As mentioned, RAG−/− mice do not have mature B and T cells. This causes a severe combined immunodeficiency syndrome (SCID) characterized by a complete block in B- and T-cell development, but no other defects (Mombaerts et al. 1992; Shinkai et al. 1992). However, there are other molecular deficiencies that also have a SCID phenotype. One of these is mapped to the enzyme DNA protein kinase (DNA-PKcs), which is required for the proper joining of DNA ends (Bosma et al. 1988). Mice deficient in DNA-PKcs can initiate V(D)J recombination, but cannot form the CJs (Gao et al. 1998). These mice are also sensitive to processes that induce DNA double-stranded breaks, such as ionizing radiation (Gao et al. 1998). Hence, the repair pathway responsible for fixing DNA breaks caused by radiation also creates CJs. Indeed, along with DNA-PKcs, other proteins of this nonhomologous end-joining repair pathway are important for the completion of V(D)J recombination (such as Ku70 and Ku80, Artemis, XRCC4, and DNA ligase IV) (Bassing et al. 2002).
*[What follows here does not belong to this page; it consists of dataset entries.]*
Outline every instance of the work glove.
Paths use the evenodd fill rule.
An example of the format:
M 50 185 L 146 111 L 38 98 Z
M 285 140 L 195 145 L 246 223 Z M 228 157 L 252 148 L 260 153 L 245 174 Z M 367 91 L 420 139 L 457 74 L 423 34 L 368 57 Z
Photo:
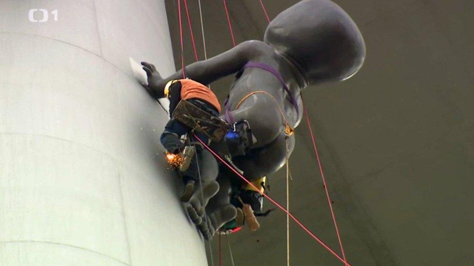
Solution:
M 163 88 L 159 88 L 159 84 L 163 83 L 163 78 L 156 70 L 154 65 L 147 62 L 141 62 L 141 65 L 143 66 L 143 70 L 147 73 L 148 80 L 148 85 L 143 85 L 143 87 L 154 98 L 157 99 L 164 97 Z

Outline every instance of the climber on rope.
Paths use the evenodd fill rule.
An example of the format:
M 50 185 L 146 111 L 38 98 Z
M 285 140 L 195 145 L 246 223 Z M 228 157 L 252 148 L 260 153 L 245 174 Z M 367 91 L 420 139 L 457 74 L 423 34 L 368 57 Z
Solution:
M 365 57 L 362 35 L 344 10 L 329 0 L 304 0 L 270 22 L 263 41 L 244 42 L 165 78 L 151 64 L 143 65 L 152 95 L 163 95 L 165 85 L 183 73 L 204 84 L 237 74 L 224 117 L 231 127 L 235 125 L 235 134 L 226 134 L 210 147 L 217 154 L 227 153 L 245 178 L 254 181 L 276 172 L 291 154 L 294 129 L 302 118 L 302 90 L 350 78 Z M 251 135 L 247 134 L 247 126 Z M 244 141 L 233 144 L 233 140 L 241 139 Z M 230 182 L 226 181 L 235 176 L 220 169 L 217 180 L 222 193 L 201 206 L 208 208 L 205 215 L 203 210 L 198 214 L 197 224 L 207 237 L 236 218 Z
M 150 81 L 161 79 L 152 64 L 142 62 L 142 65 Z M 209 88 L 188 78 L 169 80 L 162 89 L 152 92 L 149 91 L 149 86 L 145 88 L 155 98 L 166 97 L 169 100 L 170 119 L 165 126 L 160 141 L 167 150 L 169 162 L 179 170 L 185 183 L 180 199 L 190 203 L 190 217 L 199 224 L 207 202 L 219 187 L 215 181 L 215 159 L 203 150 L 193 135 L 196 134 L 207 144 L 212 140 L 222 138 L 228 125 L 218 118 L 220 105 Z M 186 137 L 183 138 L 184 135 Z M 203 188 L 197 189 L 196 186 L 200 176 Z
From the discovery of the RAG genes on, investigators have suspected that V(D)J recombination may be the result of the landing of a transposable genetic element (a “jumping gene” or transposon) into the vertebrate genome. The clues were many. Firstly, the compact organization of the RAG locus resembles a transposable element (Schatz et al. 1989). Secondly, RAGs cut the DNA after binding RSSs throughout the BCR and TCR loci (Gellert 2002). RSSs resemble the ends of other transposable elements. Biochemically, the reaction shares characteristics with enzymes found in other transposable elements (Gellert 2002). Finally, these genes appear abruptly in evolution: they are present in the jawed vertebrates (like the shark), but not in more ancient organisms (Schluter et al. 1999).
V(D)J recombination is absolutely crucial for the adaptive immune response. In its absence, our immune system is compromised. When it is not properly controlled, it gives rise to chromosomal translocations and B-and T-cell cancers. The elucidation of all steps of the reaction and attempts to understand exactly how these steps are regulated to avoid disastrous side effects are areas of study that have occupied researchers in the past and will continue to do so in the future.